Lucy winces. "Fitz, you arse," she whispers in response to the argument they've been listening to through the walls. Teddy looks at her in surprise- is it just him, or has she started swearing a lot more since ballet?- only to look away quickly, feeling like he's intruded on something. Her face just has so much anger and pity in it, it's just so raw, it makes him realize that this is not his Lucy from before. This Lucy is harsh, still caring and sweet, but with a layer of something else there.

"Why doesn't she break up with him?" he asks, just to hear her explain. He can see in her face that she wants to rant, even if he sort of understands where Anna is coming from (dysfunctional relationships have their high points, and sometimes those make it difficult to remember the low points).

"I don't know!" she seethes, glaring at the wall as though it is its pale yellow wallpaper that has done the cruelty, not the person behind it. "Every time they fight, he somehow calms down and apologizes and buys her dinner. I try to remind her of what he's doing, but she loves him too much to want to leave."

He flinches. He's used that technique before, on girls who've experienced the side of him he doesn't like- it's awful to see in other people.

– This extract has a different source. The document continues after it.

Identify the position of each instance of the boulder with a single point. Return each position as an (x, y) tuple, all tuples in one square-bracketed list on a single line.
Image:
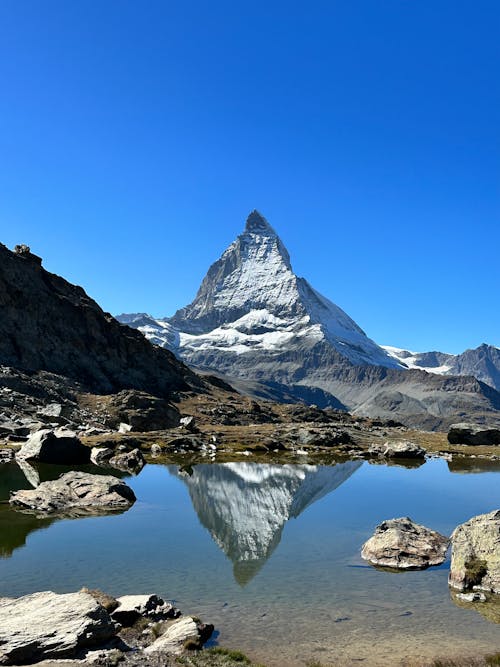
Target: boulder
[(185, 633), (49, 626), (133, 460), (475, 554), (131, 607), (6, 455), (404, 449), (48, 446), (404, 545), (473, 434), (76, 494), (101, 455)]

"Oh, Teddy, you're not like him," Lucy says, apparently having seen his face and figured out what he was thinking.

"I got you angry," he points out, remembering back to that day in the alley only four months ago. "And we're still sitting here now." He swallows, a lump coming to his throat as he remembers how mean, how harsh the words sounded as they shot out of his mouth.

"Yes, but ours is a functional relationship. When we fight, we give each other time to think, and we agree to disagree, and we still get along, as equals, afterwards," she points out, and he breathes a sigh of relief as his own worries about their relationship soothed. "So," she says, standing up and picking up her ballet shoes. "I've got to go practice and maybe convince Anna to eat something, but dinner tonight at Elsie's?"

He nods, follows her out the door, and attempts to prevent the silly grin from spreading all over his entire face.


He sweeps.

This time he doesn't try to pathetically sweep along to the music, as he's not entirely sure what he'd do when it got to the climax of the song (this time, it's Swan Lake)- he can barely spin more than one time in a row without getting dizzy, and lifting his leg up is out of the question.

Yes, once again, he's assigned to sweep her ballet room, and Fitzwilliam Creevey still gives him ugly looks, and Anna just stares at the ground (and this time he notices the tall, blonde, willowy girl at the back of the room, smiling serenely as she makes some batlike movement that's completely different from everyone else's), but this time, it's alright.

Lucy's not blushing. Instead, she stares at a point just above his head as she spots, and he knows that while she still doesn't understand why he doesn't take Harry's money, (they haven't discussed it, aside from their argument six months ago) she accepts it. Best of all, her acceptance is not solely 'because she loves him.' Theirs is a functional relationship, and eventually, there will be something that she does that he disagrees with.

He shakes his head, grinning exasperatedly at the thought. That will be an experience.